Suudiler ise İran´dan duydukları endişe yüzünden İsrail´le işbirliğini derinleştirdiler. Mısır, Ürdün gibi ülkeler zaten yıllardır İsrail yanlısı denebilecek politikalar izlediler. Netanyahu da pek çok İsrailli tarafından ülkesini bölgesindeki izole edilmişliğinden kurtaran, ama aynı zamanda da sert tepkiler vererek güvenliğini pekiştiren bir lider olarak görüldü.
Yine de Salı akşamını, seçimin hatta koalisyon çabalarının ne şekilde sonuçlanacağını beklemekte yarar var. İsrail seçmeni bir sürpriz yapabilir, siyaset sahnesine yeni koalisyonlar çıkabilir. Netanyahu tarafından kurulacak yeni hükümet bile iki devletli çözüm konusunda daha farklı bir tavır sergileyebilir.
***
Ancak unutmamak gerekir ki iktidara kim gelirse gelsin geçmişe dönmek zor, barış süreci yeniden başlatılsa dahi var olan koşullar dikkate alınarak başlatılacak. Zamanında İşçi Parti´nin kabul etmediği, edemediği, bu yüzden gerçekleşmesini ertelediği, taksitlendirdiği barışın şimdi kabul edilebilmesi imkansıza yakın. Mülteciler, Kudüs, toprak tavizleri ne yazık ki yeni koşullara uyumlu bir şekilde konuşulacak.
ABD´de hiç olmadığı kadar İsrail yanlısı bir yönetim var. Suudi Arabistan´ın inisiyatifiyle kabul edilen Arap Barış planı artık kimsenin gündeminde değil. Bir yandan İran korkusu, diğer yandan Arap Baharı metaforuyla özetlenen siyasi sismik sarsıntının yarattığı şok dalgaları Filistin sorununu arka plana itti. Türkiye´nin çabası olmasaydı İKÖ bile Kudüs´ün statüsü sorununu cılız birkaç açıklamayla geçiştirebilirdi.

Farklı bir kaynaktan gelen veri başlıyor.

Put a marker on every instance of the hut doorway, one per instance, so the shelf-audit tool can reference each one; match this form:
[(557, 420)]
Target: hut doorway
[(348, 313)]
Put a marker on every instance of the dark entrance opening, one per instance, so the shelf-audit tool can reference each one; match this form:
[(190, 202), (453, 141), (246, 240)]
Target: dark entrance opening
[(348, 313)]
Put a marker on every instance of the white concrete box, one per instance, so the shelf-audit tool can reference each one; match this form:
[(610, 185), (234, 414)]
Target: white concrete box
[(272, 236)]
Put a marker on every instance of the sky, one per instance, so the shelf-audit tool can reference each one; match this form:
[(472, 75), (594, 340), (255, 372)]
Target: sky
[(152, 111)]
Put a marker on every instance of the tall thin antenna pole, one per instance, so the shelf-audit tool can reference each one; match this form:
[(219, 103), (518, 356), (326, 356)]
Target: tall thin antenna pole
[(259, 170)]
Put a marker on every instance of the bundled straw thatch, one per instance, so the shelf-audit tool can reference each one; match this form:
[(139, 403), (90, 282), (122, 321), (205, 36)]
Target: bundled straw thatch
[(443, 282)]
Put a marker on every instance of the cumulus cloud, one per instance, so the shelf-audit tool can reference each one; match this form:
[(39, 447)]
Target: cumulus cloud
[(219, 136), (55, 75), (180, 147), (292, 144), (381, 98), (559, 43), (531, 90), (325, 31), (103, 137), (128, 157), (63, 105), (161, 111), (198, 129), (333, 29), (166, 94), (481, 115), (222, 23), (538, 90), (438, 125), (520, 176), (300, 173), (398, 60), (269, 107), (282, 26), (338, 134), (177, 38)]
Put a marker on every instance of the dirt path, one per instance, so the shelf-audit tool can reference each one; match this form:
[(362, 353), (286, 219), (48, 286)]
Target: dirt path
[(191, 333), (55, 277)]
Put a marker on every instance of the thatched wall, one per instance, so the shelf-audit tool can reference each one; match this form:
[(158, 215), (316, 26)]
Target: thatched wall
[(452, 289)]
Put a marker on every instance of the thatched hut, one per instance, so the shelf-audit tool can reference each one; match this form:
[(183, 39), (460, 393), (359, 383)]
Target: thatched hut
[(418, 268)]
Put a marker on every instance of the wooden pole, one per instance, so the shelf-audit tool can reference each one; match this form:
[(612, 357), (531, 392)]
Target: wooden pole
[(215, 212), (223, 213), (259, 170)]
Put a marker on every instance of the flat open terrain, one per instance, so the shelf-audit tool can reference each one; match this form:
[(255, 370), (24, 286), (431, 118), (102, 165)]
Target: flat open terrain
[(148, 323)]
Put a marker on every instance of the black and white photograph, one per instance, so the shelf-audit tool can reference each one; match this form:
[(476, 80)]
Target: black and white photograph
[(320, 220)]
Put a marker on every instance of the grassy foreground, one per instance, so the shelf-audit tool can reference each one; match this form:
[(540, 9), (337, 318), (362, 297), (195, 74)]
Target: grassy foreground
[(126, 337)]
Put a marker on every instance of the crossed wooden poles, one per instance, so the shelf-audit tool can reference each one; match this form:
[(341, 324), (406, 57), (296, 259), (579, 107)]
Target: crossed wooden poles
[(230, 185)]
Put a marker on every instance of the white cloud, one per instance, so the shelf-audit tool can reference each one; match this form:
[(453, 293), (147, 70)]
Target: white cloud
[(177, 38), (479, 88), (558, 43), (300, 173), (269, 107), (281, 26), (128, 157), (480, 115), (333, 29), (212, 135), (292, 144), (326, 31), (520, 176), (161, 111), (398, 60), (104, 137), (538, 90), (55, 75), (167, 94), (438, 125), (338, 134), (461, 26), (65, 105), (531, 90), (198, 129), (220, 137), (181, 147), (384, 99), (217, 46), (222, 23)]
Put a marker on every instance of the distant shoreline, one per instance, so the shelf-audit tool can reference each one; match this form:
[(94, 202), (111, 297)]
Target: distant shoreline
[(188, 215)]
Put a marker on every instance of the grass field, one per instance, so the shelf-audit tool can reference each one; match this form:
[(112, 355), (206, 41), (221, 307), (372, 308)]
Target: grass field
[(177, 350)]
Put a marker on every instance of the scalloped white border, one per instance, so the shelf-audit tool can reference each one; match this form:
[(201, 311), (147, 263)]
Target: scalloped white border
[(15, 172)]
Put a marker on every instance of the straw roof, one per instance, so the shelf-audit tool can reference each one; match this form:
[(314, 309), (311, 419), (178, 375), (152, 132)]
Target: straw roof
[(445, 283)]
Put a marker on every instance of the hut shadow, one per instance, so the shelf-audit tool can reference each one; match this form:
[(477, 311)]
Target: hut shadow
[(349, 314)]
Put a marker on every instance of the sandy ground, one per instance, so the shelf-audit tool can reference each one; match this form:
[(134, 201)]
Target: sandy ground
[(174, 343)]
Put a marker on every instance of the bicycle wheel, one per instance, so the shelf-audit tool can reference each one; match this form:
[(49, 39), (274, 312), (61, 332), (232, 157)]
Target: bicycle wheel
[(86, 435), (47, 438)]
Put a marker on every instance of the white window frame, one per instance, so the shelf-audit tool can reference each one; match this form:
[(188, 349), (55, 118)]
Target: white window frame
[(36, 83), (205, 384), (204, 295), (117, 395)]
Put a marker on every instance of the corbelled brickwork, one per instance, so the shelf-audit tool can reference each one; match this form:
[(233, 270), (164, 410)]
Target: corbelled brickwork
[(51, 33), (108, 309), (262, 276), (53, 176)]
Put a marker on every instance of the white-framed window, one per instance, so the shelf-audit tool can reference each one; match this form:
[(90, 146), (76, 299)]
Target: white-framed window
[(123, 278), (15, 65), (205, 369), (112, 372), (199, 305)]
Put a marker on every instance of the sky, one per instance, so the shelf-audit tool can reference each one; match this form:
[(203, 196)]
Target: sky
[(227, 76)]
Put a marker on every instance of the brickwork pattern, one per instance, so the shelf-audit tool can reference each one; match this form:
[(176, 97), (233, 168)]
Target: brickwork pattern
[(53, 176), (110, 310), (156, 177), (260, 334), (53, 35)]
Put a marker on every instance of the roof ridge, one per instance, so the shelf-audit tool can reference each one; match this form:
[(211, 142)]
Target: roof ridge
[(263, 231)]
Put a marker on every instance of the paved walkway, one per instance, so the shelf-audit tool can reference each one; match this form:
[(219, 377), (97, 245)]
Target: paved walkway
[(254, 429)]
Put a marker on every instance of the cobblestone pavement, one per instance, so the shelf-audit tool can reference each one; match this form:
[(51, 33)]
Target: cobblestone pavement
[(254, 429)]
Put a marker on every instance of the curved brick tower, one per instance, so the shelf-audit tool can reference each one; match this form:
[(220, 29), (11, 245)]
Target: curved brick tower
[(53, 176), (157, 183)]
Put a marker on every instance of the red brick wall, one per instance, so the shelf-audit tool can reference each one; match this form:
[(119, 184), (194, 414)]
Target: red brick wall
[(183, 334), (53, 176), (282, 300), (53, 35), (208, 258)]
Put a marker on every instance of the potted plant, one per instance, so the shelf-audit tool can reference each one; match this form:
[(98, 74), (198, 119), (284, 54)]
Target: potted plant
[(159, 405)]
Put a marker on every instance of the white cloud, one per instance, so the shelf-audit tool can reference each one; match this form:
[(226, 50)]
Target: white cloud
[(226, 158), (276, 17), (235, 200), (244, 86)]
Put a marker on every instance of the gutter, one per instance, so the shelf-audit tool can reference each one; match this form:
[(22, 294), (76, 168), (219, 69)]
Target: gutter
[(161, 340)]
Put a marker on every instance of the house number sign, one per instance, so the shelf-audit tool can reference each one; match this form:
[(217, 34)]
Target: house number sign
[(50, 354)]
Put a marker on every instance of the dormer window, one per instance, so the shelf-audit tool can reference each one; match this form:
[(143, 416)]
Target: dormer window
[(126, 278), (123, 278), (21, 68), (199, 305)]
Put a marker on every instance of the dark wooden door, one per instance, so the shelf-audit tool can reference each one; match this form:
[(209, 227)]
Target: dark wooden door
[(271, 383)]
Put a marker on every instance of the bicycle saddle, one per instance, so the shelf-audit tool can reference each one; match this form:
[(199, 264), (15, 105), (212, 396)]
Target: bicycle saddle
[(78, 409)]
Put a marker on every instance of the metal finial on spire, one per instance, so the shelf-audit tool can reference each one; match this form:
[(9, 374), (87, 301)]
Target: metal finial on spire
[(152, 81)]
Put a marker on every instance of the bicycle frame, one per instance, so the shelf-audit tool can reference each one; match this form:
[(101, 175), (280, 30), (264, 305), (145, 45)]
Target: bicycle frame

Diğer yandan Türkiye ile İsrail´in ilişkilerini de bir şekilde normalleşmesinde yarar var. Politikalarını eleştirsek de İsrail Türkiye açısından önemli bir ülke. Ticari açıdan da önemli, Washington´daki ağırlığı yüzünden de, Filistin´e yardım etmek, çözüm sürecine katkıda bulunmak istememiz halinde de. Umudum seçimlerden Netanyahu´nun mağlup çıkması, ama aksi de olsa seçimlerden, yeni kurulacak koalisyondan fırsat yaratmakta fayda olabilir?